Basi cerebrali della psicopatia, un disturbo ignorato dal DSM

 

 

GIOVANNA REZZONI

 

 

 

NOTE E NOTIZIE - Anno VIII - 11 dicembre 2010.

Testi pubblicati sul sito www.brainmindlife.org della Società Nazionale di Neuroscienze “Brain, Mind & Life - Italia” (BM&L-Italia). La sezione “note e notizie” presenta settimanalmente note di recensione di lavori neuroscientifici selezionati dallo staff dei recensori fra quelli pubblicati o in corso di pubblicazione sulle maggiori riviste e il cui argomento rientra negli oggetti di studio dei soci afferenti alla Commissione Scientifica, e notizie o commenti relativi a fatti ed eventi rilevanti per la Società Nazionale di Neuroscienze.

 

 

[Tipologia del testo: SINTESI DI UNA RELAZIONE]

 

 

(Settima ed Ultima Parte)

 

La sostanziale inefficacia del trattamento degli psicopatici sembra avere una notevole eccezione in un programma impiegato da Michael Caldwell con giovanissimi delinquenti considerati intrattabili.

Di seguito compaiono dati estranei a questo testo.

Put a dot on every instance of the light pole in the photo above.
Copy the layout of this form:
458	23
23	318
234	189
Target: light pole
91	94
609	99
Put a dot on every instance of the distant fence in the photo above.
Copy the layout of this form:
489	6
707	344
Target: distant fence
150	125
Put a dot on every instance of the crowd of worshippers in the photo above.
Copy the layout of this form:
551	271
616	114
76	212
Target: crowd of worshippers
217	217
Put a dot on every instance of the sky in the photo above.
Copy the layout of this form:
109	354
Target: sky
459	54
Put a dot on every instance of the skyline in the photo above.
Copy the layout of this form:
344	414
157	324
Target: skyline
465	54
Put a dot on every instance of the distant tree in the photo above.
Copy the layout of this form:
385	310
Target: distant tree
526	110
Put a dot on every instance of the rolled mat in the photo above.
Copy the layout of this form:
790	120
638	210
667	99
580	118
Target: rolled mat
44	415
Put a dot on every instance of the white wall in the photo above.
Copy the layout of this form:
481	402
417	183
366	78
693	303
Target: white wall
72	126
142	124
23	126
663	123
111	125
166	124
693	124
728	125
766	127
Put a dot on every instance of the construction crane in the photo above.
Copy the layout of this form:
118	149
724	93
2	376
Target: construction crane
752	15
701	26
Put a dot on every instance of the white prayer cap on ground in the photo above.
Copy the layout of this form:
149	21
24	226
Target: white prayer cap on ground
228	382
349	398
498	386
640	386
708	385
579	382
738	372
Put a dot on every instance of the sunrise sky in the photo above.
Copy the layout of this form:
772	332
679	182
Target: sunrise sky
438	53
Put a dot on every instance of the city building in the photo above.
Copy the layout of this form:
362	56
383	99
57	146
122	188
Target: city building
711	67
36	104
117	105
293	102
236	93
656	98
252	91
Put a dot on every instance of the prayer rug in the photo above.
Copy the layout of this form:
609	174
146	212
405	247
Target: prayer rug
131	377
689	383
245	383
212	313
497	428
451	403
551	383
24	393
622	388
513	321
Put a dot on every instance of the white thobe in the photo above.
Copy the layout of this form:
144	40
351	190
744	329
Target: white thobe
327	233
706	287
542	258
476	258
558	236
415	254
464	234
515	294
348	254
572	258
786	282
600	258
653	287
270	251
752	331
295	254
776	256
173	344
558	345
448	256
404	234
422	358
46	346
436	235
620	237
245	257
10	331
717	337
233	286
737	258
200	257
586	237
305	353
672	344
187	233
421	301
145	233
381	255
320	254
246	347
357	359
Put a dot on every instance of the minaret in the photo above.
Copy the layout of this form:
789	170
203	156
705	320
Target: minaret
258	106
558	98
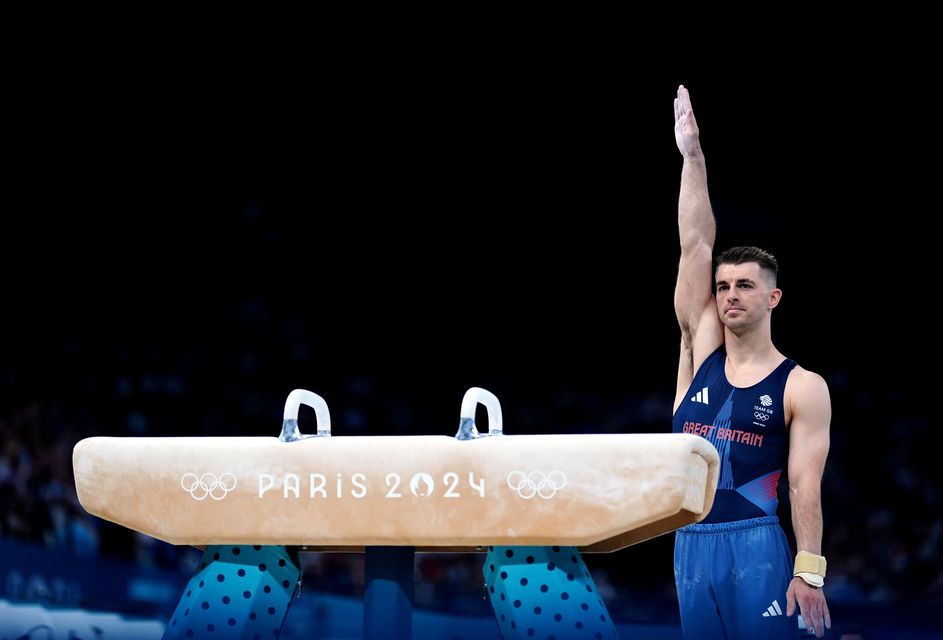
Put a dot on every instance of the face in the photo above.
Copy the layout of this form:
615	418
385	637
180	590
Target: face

Caldwell lavora presso il Mendota Juvenile Treatment Center di Madison, nel Wisconsin, dove usa una forma di terapia individuale intensiva battezzata “decompressione” e finalizzata all’interruzione del circolo vizioso in cui la punizione per la violazione delle leggi genera una maggiore spinta a delinquere. Il comportamento aggressivo e lesivo dei ragazzi in trattamento, progressivamente si riduce fino a consentire loro di partecipare ai programmi standard impiegati negli Stati Uniti per la riabilitazione dei detenuti. Dati di assoluto rilievo sono stati registrati in uno studio di comparazione fra un gruppo di oltre 150 giovani trattati con la decompressione e un gruppo equivalente che ha seguito i programmi di riabilitazione convenzionali. I ragazzi sottoposti al nuovo metodo presso il Mendota Center hanno compiuto il 50% in meno dei crimini violenti perpetrati dai giovani trattati con i programmi standard e, ciò che più conta, la differenza non è stata solo quantitativa: i giovani partecipanti al programma convenzionale hanno ucciso 16 persone, mentre i ragazzi trattati da Caldwell non hanno commesso omicidi.

Si comprende l’entusiasmo suscitato da questi risultati che, oltre a costituire una buona notizia per la sicurezza sociale, prefigurano anche un enorme risparmio di danaro pubblico; infatti, è stato calcolato che, a fronte dei 10.000 dollari spesi per il trattamento di una persona, se ne risparmiano 70.000 necessari per la sua custodia in carcere.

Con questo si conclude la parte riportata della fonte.